Стукотня стрел тут же прекратилась. Женщины, способные к деторождению, у варваров никогда не оставалась незамеченными. Восемь кардухов без колебаний ринулись хватать визжащих женщин, пока тех не заграбастали обратно. И тут же сами оказались окружены греческим строем, лопнувшим у них на глазах.
Всех восьмерых кардухов, выбежавших вперед, похватали и умыкнули обратно в строй. Четверых, что пытались вырваться, прирезали, оставив тела валяться позади. Остальных накрепко связали и забрали в колонну, где их нельзя было ни вытащить, ни убить. Тут же снова загремели камни, но колонна неостановимо двинулась дальше. Впереди ускорили шаг лагерные обитатели в попытке воссоединиться с силами Хрисофа, резко оторвавшимися из-за своего броска.
Ксенофонт резко обернулся к Филесию:
– Пусть кто-нибудь, знающий персидский, допросит этих кардухов. Чем скорее мы узнаем, где находимся, тем лучше.
Было видно, как лагерники уныло влекутся туда, где тропа делала изгиб. Они были отчаянно уязвимы, а кардухи, несомненно, сейчас подкрадывались к ним со всех сторон. Без понукания эти люди через какое-то время в ужасе остановились. Ксенофонту оставалось лишь проклинать Хрисофа за то, что тот погнался за призраками и бросил основной строй. Он принял решение, хотя сердце сейчас буквально выскакивало из груди.

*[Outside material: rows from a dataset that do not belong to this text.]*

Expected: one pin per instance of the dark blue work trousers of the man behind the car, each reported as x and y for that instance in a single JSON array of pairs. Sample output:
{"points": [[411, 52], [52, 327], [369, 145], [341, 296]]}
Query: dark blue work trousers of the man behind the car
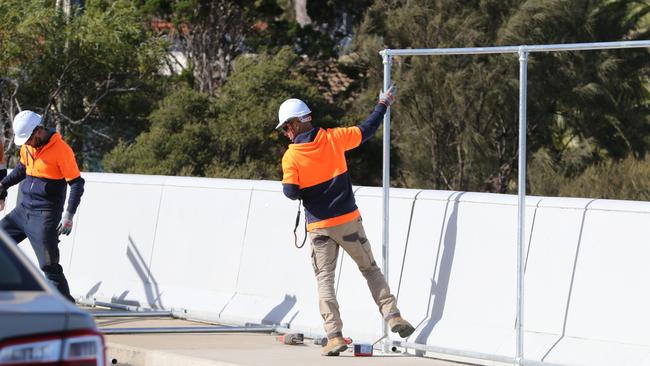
{"points": [[40, 228]]}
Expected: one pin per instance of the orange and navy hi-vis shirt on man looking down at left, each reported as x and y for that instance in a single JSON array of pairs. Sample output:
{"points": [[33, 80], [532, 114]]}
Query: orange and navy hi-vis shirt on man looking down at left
{"points": [[45, 173]]}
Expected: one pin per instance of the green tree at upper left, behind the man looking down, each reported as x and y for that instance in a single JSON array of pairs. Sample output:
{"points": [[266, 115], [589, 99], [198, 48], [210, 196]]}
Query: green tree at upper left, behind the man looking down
{"points": [[93, 75]]}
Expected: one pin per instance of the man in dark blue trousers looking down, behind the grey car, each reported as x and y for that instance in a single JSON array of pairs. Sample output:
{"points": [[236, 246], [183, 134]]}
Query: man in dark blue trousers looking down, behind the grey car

– Прибавить ход, вдвое! Собраться вокруг лагерных как можно плотней. Вокруг враг! Щиты и копья к отражению атаки! Никто не останавливается, пока не увидит наш авангард. Никто!
Наверху виднелись цепочки лучников, которые сейчас пробирались в их сторону по уступам, едва способным удерживать их на отвесных стенах утесов. Стрелы и камни со свистом рассекали воздух, но под защитой щитов вполне можно было продвигаться ускоренным шагом. На ходу, перебираясь через камни и проталкиваясь через расселины, эллины временами слышали вскрики боли: кардухам все же удавалось попадать в живую плоть, а не только в дерево и бронзу.
Ксенофонт подгонял их на протяжении еще десятка стадиев, хотя все уже хватали ртом неутоляющий, уже слишком разреженный воздух. Как ни усердствовали эллины в подъеме, им все никак не удавалось набрать высоту, на которой прекратился бы каменный град сверху.
И вот впереди показались задние ряды тех пяти тысяч во главе с Хрисофом, сгорбленным, как жук или черепаха. Сверху воины укрывались щитами.
Ксенофонт почувствовал, что вскипает, но по-спартански сдержался, внушая себе, что без веской причины Хрисоф без защиты бы их не оставил.
Спартанец не замедлил выбраться стратегу навстречу, в то время как задняя половина колонны вновь сомкнулась с передней. Облегчение было неописуемым. Порознь они рисковали оказаться рассеченными, а это верный путь к разгрому и погибели.
Извиняясь, Хрисоф припал на одно колено – жест не менее красноречивый, чем слова.
– Куда ты так заспешил? – спросил Ксенофонт, уповая, что не ошибся в этом человеке и не дал ему чрезмерных полномочий.
– Я сожалею. Послать гонца не было времени. Посмотри туда, и тебе станет ясно, что заставило меня бежать.
Ксенофонт вгляделся в ту сторону, куда указывала рука Хрисофа. Сейчас они дошли до той точки, откуда спартанцы ринулись в атаку. Отсюда виднелся проход через холмы, сужающийся до узкого ущелья, – там их ждало копошащееся множество горцев.
Хрисоф все не поднимался с колена.
– Я увидел, как они стекаются по склонам, и понял, что им нужно оказаться там раньше нас. Я не знал, да и не знаю, почему это так для них важно, но сбегались они туда во всю прыть. И тогда я вышел из подчинения, думая остановить их. Прошу прощения, стратег. Виноват.